General
AboutCode Toolkit Defined
AboutCode Toolkit is a tool for your software development team to document your code inside your codebase, typically in preparation for a product release, side-by-side with the actual code. ABOUT file(s) have a simple, standard format that identifies components and their associated licenses. The current AboutCode Toolkit subcommands are:
attrib: Generate a Product Attribution notice document from your ABOUT file(s), JSON, CSV or XLSX. You can also generate documents for other purposes (such as a License Reference) by varying your input control file and your template.
check: A simple command to validate the ABOUT file(s) and output errors/warnings on the terminal.
collect_redist_src: A command to collect and copy sources that have the ‘redistribute’ flagged as ‘True’ in ABOUT file(s) or from an inventory.
gen: Create ABOUT file(s) from a Software Inventory file (.csv, .json or .xlsx format) which is typically created from a software audit, and insert these AboutCode Toolkit files into your codebase. You can regenerate the AboutCode Toolkit files from a new Software Inventory file whenever you make changes.
gen_license: Fetch licenses in the license_expression field and save to the output location.
inventory: Generate a Software Inventory list (.csv, .json or .xlsx format) from your codebase based on ABOUT file(s). Note that this Software Inventory will only include components that have AboutCode Toolkit data.
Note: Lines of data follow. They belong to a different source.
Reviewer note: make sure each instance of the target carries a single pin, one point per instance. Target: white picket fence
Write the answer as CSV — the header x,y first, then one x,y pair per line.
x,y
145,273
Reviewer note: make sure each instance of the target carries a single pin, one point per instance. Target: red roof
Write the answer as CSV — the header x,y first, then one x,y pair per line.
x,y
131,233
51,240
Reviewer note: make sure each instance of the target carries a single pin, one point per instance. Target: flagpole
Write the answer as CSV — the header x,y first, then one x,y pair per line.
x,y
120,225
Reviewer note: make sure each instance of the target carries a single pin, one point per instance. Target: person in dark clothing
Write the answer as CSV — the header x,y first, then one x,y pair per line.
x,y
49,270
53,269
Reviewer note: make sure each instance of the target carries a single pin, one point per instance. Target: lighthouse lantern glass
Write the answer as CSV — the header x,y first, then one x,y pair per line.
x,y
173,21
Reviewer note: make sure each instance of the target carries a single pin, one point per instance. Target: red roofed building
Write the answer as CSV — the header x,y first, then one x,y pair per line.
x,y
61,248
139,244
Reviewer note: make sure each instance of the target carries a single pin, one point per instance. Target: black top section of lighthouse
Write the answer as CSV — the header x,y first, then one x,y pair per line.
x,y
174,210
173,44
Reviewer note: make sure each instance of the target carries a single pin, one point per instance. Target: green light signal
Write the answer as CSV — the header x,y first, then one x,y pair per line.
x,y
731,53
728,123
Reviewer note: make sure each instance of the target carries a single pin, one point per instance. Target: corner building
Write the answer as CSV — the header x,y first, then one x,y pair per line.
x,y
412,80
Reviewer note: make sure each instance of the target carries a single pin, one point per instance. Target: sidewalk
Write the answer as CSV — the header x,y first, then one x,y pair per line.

In another word, if you do not create AboutCode Toolkit files for your own original software components, these components will not show up in the generated inventory.
transform: A command to transform an input CSV/JSON/XLSX by applying renaming and/or filtering and then output to a new CSV/JSON/XLSX file.
Additional AboutCode Toolkit information is available at:
See ABOUT File Specification v3.3.2 for an overview and a link to the ABOUT File specification.
https://github.com/nexB/aboutcode-toolkit/ for the AboutCode Toolkit tools.
Key Terminology
Some key terminology that applies to AboutCode Toolkit tool usage:
Software Inventory or Inventory - means a list of all of the components in a Development codebase and the associated data about those components with a focus on software pedigree/provenance- related data for open source and third-party components.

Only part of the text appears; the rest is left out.